Unos brazos largos y fuertes la abrazaron por detrás. "¡Yan Yan!"

Su Yan se giró y solo vio un vestido blanco, y encima, el rostro noble y elegante de la 24.ª Encarnación, que a la vez poseía un atractivo cautivador.

Daba ganas de postrarse en señal de sumisión, ¡pero también de abalanzarse sobre él y devorarlo por completo!

Por supuesto, nadie se atrevería a abalanzarse sobre él. Además de sus amantes… como la Reina del sistema Skeltan, cuyo nombre no recordaba.

—Suéltame —Su Yan golpeó con el codo hacia atrás, y con un crujido, una costilla se dislocó…

—¡Yan Yan! ¡Asesinaste a tu marido! —El Vigésimo Cuarto se estremeció de dolor, con la frente perlada de sudor frío—.

Su Yan resopló: —Te lo mereces, y tú tampoco eres mi marido.

—¡Miserable! —El Vigésimo Cuarto no pudo enderezarse, con la voz temblorosa.

Su Yan lo miró fríamente: —El pequeño Zhou Zhou está en el barco. Si quieres que te vea así…

Antes de que pudiera terminar, el Vigésimo Cuarto volvió a la normalidad; incluso su lujuria se desvaneció, y su semblante era digno y noble.

Su Yan: —…

¡Qué fanfarrón!

El pequeño Zhou Zhou corrió de vuelta, gritándole a Su Yan: "¡Encontré un lugar estupendo! ¿Eh? ¿Quién es este tío tan guapo?".

El Vigésimo Cuarto Emperador miró fijamente a esta versión en miniatura de sí mismo, con el abrumador sentimiento de los lazos de sangre latiéndole con fuerza en el corazón.

¡Era su hijo!

¡Realmente no había muerto sin un heredero!

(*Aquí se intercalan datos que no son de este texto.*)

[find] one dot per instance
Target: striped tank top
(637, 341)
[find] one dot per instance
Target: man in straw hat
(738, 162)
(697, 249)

"Pequeño Zhou Zhou, soy tu verdadero padre...". Al hablar, el Vigésimo Cuarto Emperador no pudo contener más la emoción y las lágrimas corrieron por su rostro.

El pequeño Zhou Zhou miró a Su Yan. Sabía que tenía un verdadero padre; sus hermanos mayores se lo habían dicho, y su padre también, diciendo que se parecía a él. "¿Mamá, es él?".

Su Yan asintió. "Aunque... por lazos de sangre, sí, es tu verdadero padre".

El pequeño Zhou Zhou corrió inmediatamente hacia el Vigésimo Cuarto Emperador. "Papá, soy el pequeño Zhou Zhou, ¿te gusto?".